テーピングを剥がしてみると、確かに手首は腫れてはいなかった。昇さんは手や指、手首の稼動範囲を確認しながら、
「見たところ腫れちゃいないが……これか?」
 手首を軽く捻ると、
「それっ、痛いです……」
「筋を痛めたんだな。湿布貼ってしばらくは負荷をかけないようにな。それで治る。テーピングの仕方は今のでいいから、あとで司に教えてもらえ」
「ピアノの練習は……?」
「来週の半ばにもう一度診てやるから、それまではやめとけ」
「はい。
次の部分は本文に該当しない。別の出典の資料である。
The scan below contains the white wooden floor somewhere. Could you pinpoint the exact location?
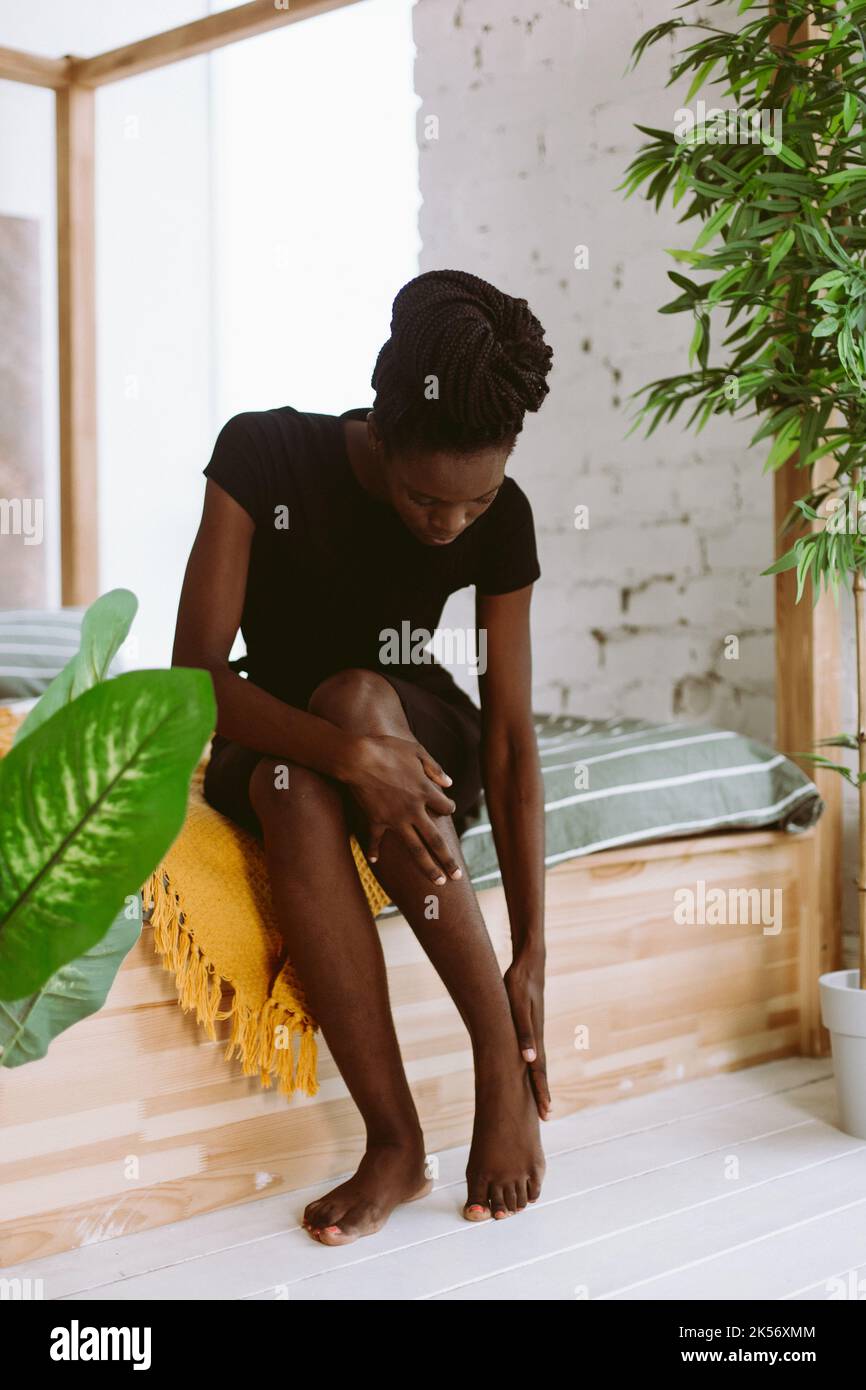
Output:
[3,1058,866,1301]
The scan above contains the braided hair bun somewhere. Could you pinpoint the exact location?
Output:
[371,270,553,452]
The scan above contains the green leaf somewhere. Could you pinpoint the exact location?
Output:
[14,589,138,744]
[811,270,845,295]
[767,228,794,279]
[0,669,215,999]
[0,892,142,1066]
[692,203,734,256]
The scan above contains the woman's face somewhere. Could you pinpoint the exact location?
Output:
[366,414,512,545]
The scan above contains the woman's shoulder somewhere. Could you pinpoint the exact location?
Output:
[489,475,532,531]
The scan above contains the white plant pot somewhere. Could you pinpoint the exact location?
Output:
[817,970,866,1138]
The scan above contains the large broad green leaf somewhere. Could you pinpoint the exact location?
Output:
[14,589,138,744]
[0,670,215,999]
[0,892,142,1066]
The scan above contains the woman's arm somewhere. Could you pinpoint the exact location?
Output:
[475,584,550,1119]
[171,480,459,883]
[171,481,356,780]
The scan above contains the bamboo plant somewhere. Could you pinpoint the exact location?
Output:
[621,0,866,988]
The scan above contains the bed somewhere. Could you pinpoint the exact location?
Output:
[0,617,827,1265]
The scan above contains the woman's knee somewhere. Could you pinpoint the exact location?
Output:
[307,667,406,734]
[249,758,342,824]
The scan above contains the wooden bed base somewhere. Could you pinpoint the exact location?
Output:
[0,0,842,1265]
[0,830,826,1266]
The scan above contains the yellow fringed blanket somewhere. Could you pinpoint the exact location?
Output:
[0,710,389,1095]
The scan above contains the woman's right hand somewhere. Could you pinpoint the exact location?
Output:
[342,734,463,884]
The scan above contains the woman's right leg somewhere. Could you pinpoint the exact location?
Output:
[249,758,431,1244]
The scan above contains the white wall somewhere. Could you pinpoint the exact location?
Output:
[414,0,773,739]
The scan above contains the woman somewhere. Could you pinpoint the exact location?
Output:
[172,271,552,1245]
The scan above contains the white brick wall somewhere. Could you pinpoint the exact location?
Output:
[414,0,773,739]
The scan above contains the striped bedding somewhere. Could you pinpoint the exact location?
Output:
[0,607,824,895]
[461,716,824,888]
[0,607,85,702]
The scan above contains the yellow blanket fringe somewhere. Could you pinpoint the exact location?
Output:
[0,710,389,1095]
[142,758,389,1095]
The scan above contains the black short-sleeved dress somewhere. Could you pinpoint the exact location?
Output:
[204,406,541,838]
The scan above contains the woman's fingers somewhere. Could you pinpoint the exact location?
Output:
[530,1056,550,1120]
[416,744,452,787]
[400,826,448,887]
[424,787,457,816]
[416,819,463,878]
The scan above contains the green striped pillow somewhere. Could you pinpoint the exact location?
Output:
[460,714,824,888]
[0,607,85,701]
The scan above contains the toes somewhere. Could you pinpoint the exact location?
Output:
[320,1202,384,1245]
[491,1183,509,1220]
[463,1202,491,1220]
[463,1175,491,1220]
[314,1226,359,1245]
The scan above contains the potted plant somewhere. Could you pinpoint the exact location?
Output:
[621,0,866,1138]
[0,589,215,1066]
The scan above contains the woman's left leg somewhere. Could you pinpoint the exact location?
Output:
[310,670,545,1220]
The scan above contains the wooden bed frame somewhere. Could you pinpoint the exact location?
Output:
[0,0,841,1273]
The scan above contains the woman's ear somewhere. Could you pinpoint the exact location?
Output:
[367,410,385,453]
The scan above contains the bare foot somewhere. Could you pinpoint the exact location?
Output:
[463,1056,545,1220]
[303,1143,432,1245]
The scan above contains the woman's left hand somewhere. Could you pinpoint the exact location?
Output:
[505,955,550,1120]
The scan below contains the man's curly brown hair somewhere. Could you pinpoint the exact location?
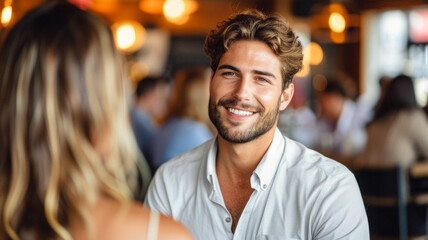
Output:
[204,10,303,89]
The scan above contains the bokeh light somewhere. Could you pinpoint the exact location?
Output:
[1,6,12,27]
[112,21,146,53]
[328,12,346,32]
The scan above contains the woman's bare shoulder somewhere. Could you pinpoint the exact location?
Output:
[90,197,193,240]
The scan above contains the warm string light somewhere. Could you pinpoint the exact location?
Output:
[139,0,199,25]
[112,21,146,53]
[1,0,13,27]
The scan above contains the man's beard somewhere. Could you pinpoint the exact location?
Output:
[208,98,280,143]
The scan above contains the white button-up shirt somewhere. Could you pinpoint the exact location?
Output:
[146,129,369,240]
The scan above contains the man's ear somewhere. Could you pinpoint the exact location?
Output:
[209,69,215,92]
[279,83,294,111]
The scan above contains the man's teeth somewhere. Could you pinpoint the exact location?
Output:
[227,108,253,116]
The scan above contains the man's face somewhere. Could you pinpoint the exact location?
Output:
[209,40,294,143]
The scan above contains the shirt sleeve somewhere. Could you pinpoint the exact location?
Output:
[313,172,370,240]
[144,167,172,216]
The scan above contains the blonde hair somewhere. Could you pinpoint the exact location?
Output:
[0,3,137,239]
[162,66,211,124]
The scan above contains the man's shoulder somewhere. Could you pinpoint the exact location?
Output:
[285,137,352,180]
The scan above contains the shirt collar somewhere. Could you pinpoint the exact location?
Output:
[206,128,285,191]
[251,128,285,190]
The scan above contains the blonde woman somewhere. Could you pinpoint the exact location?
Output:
[0,3,191,240]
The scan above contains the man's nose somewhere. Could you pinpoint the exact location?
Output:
[233,76,251,100]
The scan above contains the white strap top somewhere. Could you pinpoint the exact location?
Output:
[147,211,160,240]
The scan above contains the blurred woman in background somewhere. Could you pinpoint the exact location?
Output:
[354,75,428,169]
[149,66,214,173]
[0,3,190,239]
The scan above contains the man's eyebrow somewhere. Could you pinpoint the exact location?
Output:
[253,70,276,79]
[218,64,276,79]
[218,64,240,72]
……昇さん、あとね……」
 翠の申し出に却下を申し出る。
 たぶん、間違いなく明日の藤山の件だろう。
 病院へ行ってレントゲンを撮って来いと言われているのに何を考えているんだか……。
 翠が何を尋ねようとしていたのか知らない昇さんは、
「おいおい、俺に訊こうとしてんのになんでおまえが却下すんだよ」
 無謀なことだから。
 視線のみで答えたものの、昇さんには伝わらなかったらしい。
「なんだ?」
 昇さんが翠に向き直ると、翠は俺の様子をうかがいながら、
「明日、ツカサと藤山に紅葉を見に行く約束をしていたんです。それもやっぱりだめ……です?」
 当たり前だ。
 脳内で即答したと同時、
「いや、別にかまわねぇよ」
 はっっっ!?
「ツカサ、おまえ何却下してんだよ」
「だって、こんなに腫れてて外を出歩くとかバカのすることだし、昇さんだって安静にって――」
「言ったけど、藤山だろ? そんなんどうにでもなんだろーが」
「どうにでもってっ――」
 俺と昇さんの割り入ってきたのは秋兄。
「司、少し落ち着いて考えな。藤山って、光朗道へ行くんだろ? それなら、車椅子を借りていけば問題ない。翠葉ちゃんが歩かなければいいんだから、それなら可能だろ?」
 秋兄の言うことはもっともだった。
 そっか、車椅子を使えば……。
 こんな簡単なことすら思いつかなかった自分が情けない。
「まあまあ、ふたりともそのくらいにしてやって。司も疲れてるんだよ。翠葉ちゃんが怪我したってわかってからてんぱってたっぽいし」
 兄さんのこれはフォローなのかなんなのか……。
 実際にはてんぱっていたわけではない。でも、冷静さを欠いていたには違いなく、俺は何を言い返すこともできなかった。
 もしかしたら、碧さんが言わんとしていたことは本当に簡単なことなのかもしれない。
 少し休んで、改めて考えよう。翠が二度と傷つかずに済むように――。